In one of our trainings several years ago, a judge from a rural town in the United States, who was studying mediation for use in the courts, told of a most touching case she had confronted years earlier.  A man rushing to the hospital where his wife was giving birth to their first child crashed his car into the car of another where the father was driving his seven year old son home after picking her up at school.  The young child died from his injuries.  Both fathers and both mothers were devastated. A law suit evolved with claims and counter-claims stemming from the accident and the threats and counter-threats that followed in its wake.

At a court appearance about six months after the accident and the birth, the father whose car had killed the other child was standing at counsel table replying to a question when he started to cry uncontrollably, saying between the tears that he had never been able to look his newborn in the eyes.
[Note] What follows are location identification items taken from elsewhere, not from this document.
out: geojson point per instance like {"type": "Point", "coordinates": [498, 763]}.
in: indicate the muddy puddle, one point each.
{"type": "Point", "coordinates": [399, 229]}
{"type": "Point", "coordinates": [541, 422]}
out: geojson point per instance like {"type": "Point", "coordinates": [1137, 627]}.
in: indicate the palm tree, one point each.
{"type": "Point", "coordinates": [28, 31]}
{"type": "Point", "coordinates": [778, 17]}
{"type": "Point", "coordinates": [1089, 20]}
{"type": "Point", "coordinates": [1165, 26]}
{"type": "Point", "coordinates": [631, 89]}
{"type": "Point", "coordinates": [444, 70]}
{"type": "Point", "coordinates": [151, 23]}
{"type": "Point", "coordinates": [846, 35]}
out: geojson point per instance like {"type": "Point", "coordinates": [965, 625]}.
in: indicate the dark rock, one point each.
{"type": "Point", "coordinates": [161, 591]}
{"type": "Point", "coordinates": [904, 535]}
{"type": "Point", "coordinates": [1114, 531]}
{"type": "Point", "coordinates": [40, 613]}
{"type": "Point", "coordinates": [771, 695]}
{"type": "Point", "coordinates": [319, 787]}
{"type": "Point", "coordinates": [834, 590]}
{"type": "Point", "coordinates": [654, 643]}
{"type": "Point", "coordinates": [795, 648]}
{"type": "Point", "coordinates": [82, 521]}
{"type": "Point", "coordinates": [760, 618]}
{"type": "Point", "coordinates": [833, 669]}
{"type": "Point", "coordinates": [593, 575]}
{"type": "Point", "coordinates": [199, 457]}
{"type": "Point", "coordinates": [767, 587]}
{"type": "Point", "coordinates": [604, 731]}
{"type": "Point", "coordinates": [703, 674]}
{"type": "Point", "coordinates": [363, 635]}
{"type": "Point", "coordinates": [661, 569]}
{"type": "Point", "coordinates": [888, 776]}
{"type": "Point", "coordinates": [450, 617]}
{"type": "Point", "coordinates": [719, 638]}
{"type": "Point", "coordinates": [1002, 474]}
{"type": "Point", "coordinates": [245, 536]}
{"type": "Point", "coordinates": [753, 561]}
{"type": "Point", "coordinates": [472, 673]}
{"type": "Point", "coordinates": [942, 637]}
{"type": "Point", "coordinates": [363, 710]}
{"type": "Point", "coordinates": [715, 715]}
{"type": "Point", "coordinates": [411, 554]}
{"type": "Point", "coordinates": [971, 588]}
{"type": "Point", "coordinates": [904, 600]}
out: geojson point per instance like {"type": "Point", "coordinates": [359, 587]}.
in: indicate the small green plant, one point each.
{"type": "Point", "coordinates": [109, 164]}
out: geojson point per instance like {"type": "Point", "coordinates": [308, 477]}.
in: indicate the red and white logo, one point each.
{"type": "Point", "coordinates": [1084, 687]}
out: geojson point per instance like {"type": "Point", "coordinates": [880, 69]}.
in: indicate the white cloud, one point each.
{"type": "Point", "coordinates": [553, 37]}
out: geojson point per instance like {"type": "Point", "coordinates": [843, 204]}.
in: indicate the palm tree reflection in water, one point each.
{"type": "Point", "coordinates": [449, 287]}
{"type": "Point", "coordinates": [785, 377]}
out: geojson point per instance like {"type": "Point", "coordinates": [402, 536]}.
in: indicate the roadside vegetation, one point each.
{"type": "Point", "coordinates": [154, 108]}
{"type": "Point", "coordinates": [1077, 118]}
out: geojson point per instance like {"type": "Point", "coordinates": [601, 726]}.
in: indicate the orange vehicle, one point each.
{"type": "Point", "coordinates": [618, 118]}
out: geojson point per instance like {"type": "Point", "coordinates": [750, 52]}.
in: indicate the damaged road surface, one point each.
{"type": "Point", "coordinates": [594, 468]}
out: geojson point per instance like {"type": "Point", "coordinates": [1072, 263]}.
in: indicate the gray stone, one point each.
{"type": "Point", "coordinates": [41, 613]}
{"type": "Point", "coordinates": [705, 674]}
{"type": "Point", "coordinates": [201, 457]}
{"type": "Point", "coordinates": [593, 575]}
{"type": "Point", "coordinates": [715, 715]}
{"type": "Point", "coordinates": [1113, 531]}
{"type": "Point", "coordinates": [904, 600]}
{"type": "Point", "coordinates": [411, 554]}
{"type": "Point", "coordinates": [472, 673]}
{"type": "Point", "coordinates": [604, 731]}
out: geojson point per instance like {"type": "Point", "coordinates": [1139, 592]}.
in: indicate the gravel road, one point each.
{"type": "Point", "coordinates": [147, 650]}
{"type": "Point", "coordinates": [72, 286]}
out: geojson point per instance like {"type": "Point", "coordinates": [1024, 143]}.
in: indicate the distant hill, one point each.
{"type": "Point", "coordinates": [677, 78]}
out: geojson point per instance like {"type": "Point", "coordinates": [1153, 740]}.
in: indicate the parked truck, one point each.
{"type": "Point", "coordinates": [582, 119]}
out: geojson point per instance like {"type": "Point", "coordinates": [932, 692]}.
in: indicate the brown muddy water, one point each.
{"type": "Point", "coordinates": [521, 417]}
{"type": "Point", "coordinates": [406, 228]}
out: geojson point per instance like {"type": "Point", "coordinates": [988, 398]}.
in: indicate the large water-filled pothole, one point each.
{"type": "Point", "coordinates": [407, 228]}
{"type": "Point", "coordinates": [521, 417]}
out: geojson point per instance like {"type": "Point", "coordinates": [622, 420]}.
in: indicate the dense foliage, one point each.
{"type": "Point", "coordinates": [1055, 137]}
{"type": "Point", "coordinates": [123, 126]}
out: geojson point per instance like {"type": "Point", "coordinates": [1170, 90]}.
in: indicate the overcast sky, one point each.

The other father who lost his daughter started to walk toward the one who was speaking and crying.  The judge was about to ring for the bailiff when she sensed the meaning of what might be happening and hesitated.  A moment later the two fathers embraced as they both cried.  The case was later resolved in the court-based mediation program suggested by the judge and readily accepted by the parties and their counsel.

We write about this most touching interaction here since it so represents the very real pain that can underlie conflict and how we as humans can deny the very deep ways we are interconnected often because of our pain.

Not all conflicts will reach through the pain, resentment and anger to honor the connection under the conflict that binds us all.  And, as we view it, the promise and possibility is always there under the conflict if we are willing to see it, reach for it and go there with the parties.  In large and small ways, as mediators we are always working with that human challenge – reaching in ways that honor the parties and, as they are willing and able, their connection.